No entiendo los motivos por los que ningún representante de ninguna institución, ni municipal, ni provincial, ni regional, ni cultural, ni de ninguna asociación, ni de ningún colectivo, ni de ninguna peña flamenca asistió al funeral de Manuela Otilia Pulgarín, conocida por su nombre artístico, Rosa Morena. Cantante de renombre, precursora del flamenco pop, interpretó como nadie Échale guindas al pavo, cuya versión alcanzó las mismas dimensiones -en su momento y hasta nuestros días- de la Macarena de Los del Río. No entiendo que haya razones para no estar presentes, pues desde el momento en que se hizo público su fallecimiento en Badajoz, los mensajes de pésame y de reconocimiento en las redes sociales se multiplicaron y todos coincidieron en poner en valor su contribución a dar a conocer la tierra que la vio nacer en los lugares por los que paseó su arte, desde Latinoamérica a Nueva York, donde compartió cartel con Frank Sinatra.
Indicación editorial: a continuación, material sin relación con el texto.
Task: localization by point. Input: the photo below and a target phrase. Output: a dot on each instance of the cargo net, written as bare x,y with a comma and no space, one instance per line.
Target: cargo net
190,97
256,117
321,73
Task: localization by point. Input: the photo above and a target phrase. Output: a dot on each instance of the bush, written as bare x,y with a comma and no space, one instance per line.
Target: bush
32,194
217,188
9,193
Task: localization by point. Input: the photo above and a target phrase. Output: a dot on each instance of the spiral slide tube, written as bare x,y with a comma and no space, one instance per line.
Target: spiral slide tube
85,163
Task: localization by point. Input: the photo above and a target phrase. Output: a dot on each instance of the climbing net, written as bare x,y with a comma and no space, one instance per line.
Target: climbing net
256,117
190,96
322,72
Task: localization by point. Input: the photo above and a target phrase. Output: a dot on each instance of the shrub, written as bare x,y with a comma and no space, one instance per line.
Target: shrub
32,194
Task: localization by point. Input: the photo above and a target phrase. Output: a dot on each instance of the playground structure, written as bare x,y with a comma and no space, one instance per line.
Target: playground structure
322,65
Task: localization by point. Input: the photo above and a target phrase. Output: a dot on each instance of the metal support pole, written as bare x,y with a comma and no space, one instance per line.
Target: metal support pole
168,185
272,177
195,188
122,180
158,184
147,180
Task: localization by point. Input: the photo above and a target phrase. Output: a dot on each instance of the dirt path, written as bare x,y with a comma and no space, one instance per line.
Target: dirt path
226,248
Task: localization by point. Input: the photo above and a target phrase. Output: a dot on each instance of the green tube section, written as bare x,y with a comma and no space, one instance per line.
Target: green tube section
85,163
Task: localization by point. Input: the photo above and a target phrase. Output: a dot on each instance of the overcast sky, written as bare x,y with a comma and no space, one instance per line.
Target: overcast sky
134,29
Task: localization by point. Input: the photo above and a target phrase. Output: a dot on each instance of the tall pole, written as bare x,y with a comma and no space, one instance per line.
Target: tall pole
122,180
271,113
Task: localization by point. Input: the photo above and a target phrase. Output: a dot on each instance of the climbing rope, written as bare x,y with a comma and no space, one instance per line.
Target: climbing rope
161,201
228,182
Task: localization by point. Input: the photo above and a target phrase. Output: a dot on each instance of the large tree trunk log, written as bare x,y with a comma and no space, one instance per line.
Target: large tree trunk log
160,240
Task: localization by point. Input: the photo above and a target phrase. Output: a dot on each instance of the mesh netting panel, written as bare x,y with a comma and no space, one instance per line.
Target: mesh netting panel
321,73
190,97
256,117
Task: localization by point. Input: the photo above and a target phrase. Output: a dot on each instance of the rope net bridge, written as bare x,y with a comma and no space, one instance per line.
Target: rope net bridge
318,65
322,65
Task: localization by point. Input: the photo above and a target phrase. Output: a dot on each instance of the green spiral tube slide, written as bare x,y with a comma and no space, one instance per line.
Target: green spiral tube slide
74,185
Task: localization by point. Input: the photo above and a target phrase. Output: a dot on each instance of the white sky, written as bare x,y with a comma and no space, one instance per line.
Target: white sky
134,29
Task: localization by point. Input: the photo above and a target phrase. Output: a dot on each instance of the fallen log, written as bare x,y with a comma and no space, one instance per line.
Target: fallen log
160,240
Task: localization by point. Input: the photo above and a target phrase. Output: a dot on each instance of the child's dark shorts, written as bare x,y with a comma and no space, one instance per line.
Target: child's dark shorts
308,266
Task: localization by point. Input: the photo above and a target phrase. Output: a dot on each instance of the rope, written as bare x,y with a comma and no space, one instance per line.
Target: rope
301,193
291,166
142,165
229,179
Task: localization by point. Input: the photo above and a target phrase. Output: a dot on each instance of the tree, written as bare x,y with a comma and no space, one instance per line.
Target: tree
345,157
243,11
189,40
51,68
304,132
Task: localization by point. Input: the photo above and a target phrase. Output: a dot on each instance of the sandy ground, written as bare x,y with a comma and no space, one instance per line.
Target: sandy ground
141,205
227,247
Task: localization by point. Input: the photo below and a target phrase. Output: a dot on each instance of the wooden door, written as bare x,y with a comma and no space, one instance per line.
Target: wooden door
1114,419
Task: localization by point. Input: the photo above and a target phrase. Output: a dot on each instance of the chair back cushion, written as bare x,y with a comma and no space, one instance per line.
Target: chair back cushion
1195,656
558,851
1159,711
Llegó a ser portada de la revista Interviú y el propio Camilo José Cela la bautizó como la Marilyn Monroe española, si bien el comentario que acompañó al apodo fue poco afortunado (irreproducible en estas páginas) y generó merecidas críticas entre el movimiento feminista de la época. Si estas manifestaciones del escritor se hubiesen producido hoy en día, el Nobel habría caído literalmente de su pedestal.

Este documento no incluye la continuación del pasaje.